Życie jest sztuką pamięci
Notes. Dziś przedmiot nieco anachroniczny, zastąpiony przez
elektroniczne nośniki danych. W „digiświecie” nawet taki notes zbyt
wielki, a w dodatku się rozlatuje. „Ostatnie rozdanie” jest także
książką nieco anachroniczną. Wiesław Myśliwski zachowuje się tak, jakby
obce mu były wszelkie przepisy na bestseller, ignoruje wszelkie
powieściowe zasady, a przede wszystkim - o zgrozo - pisze książkę o
rozlatującym się notesie. Boże, dzięki Ci za Wiesława Myśliwskiego i
jego twórczość! I za to, że mogłem przeczytać jeszcze jedną jego
powieść!
Z takich modnych ostatnio określeń wpada mi w związku z tą książką takie
- „slow reading”, coś na wzór „slow food”, że zamiast się spieszyć,
zwalniamy, żeby móc się lepiej skoncentrować. W wypadku książki Wiesława
Myśliwskiego to sama powieść skłania czytelnika do takiego właśnie
„powolnego czytania”. Czyżby nestor polskiej epiki był paradoksalnie
arcynowoczesnym, doskonale wyczuwającym tendencje na rynku księgarskim,
graczem?
Powyższy trop wcale nie jest wcale tak irracjonalny, jak mogłoby się z
pozoru wydawać. Sam tytuł nawiązuje do gry w karty - „Ostatnie
rozdanie”. Narrator, człowiek, o którym dowiadujemy się w trakcie
powieści całkiem wiele, a jednak cały czas nie wiemy nic, grywa w pokera
niemal zawodowo, choć najważniejsze są te partie, które rozgrywa z
szewcem Mateją o marne stawki. To one są symbolem przemijania i pozornie
zmarnowanych chwil, które w ogólnym rozrachunku okazują się
najważniejsze. Podobnie jak symboliczne jest prucie odzieży, któremu
nasz bliski i nieznajomy zarazem bohater oddaje się, ucząc się
krawiectwa w zakładzie Radzikowskiego.
Bohater odniósł sukces. Powinien być z siebie zadowolony. Nie jest.
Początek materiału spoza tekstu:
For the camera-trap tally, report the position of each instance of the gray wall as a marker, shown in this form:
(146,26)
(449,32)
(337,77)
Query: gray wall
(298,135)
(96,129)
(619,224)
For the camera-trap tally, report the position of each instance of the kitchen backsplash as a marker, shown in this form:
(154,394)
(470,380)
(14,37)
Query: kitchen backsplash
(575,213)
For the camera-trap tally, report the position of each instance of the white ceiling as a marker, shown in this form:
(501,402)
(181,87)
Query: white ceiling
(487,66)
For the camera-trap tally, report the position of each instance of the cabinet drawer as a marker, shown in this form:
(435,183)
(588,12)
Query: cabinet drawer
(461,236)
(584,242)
Rozpadający się notes mówi mu o wszystkim, czego w życiu nie zrobił, o
tym jak mało ważne są rzeczy, do których tak wielką wagę na co dzień
przywiązywał. Czas przepływa nam przez palce, a my nie umiemy dostrzec
tego, co istotne. Nie potrafimy zrozumieć sami siebie, a co dopiero
świata, który nas otacza. Nie mniej wszystko jest ważne. Czasem prosty
gest wart więcej niż kariera, sława, sukces. Tylko jak zrozumieć tę
banalną w sumie prawdę?
Piękny jest u Myśliwskiego wątek miłosny, który jest miłosny, a jakby
całkiem obok tej miłości. Jakby ta miłość była czymś niemożliwym, jakby
prawdziwa miłość była tylko marzeniem o niej, jakby jej istota płynęła z
niemożliwości zaistnienia, jakby samo życie sprowadzało ją do funkcji
czegoś pośledniejszego, biologicznego, społecznego, wszystkiego co
skazuje ją na niespełnienie. Wzajemne przyciąganie i odpychanie
pierwiastka męskiego i kobiecego. I może wydawać się to strasznie
staroświeckie, niemodne, wytarte, ale sposób, w jaki mówi o tym
Myśliwski jest tak cudownie anachroniczny, że aż wyjątkowy, dziś już
niespotykany. Jakbyśmy zdążyli już z tą nieszczęsną miłością zrobić już
wszystko, ale nie to, co powinniśmy.
Powieść Myśliwskiego to notes, zbliżenia, skojarzenia i dygresje. Ledwie
ujdziemy kilka kroków do przodu, zaraz musimy wracać, zbaczać, wchodzić
w boczne uliczki naszego życia. Kluczymy w tym modnym dziś „slow
reading” we wszystkich kierunkach nie więcej niż 50 stron dziennie.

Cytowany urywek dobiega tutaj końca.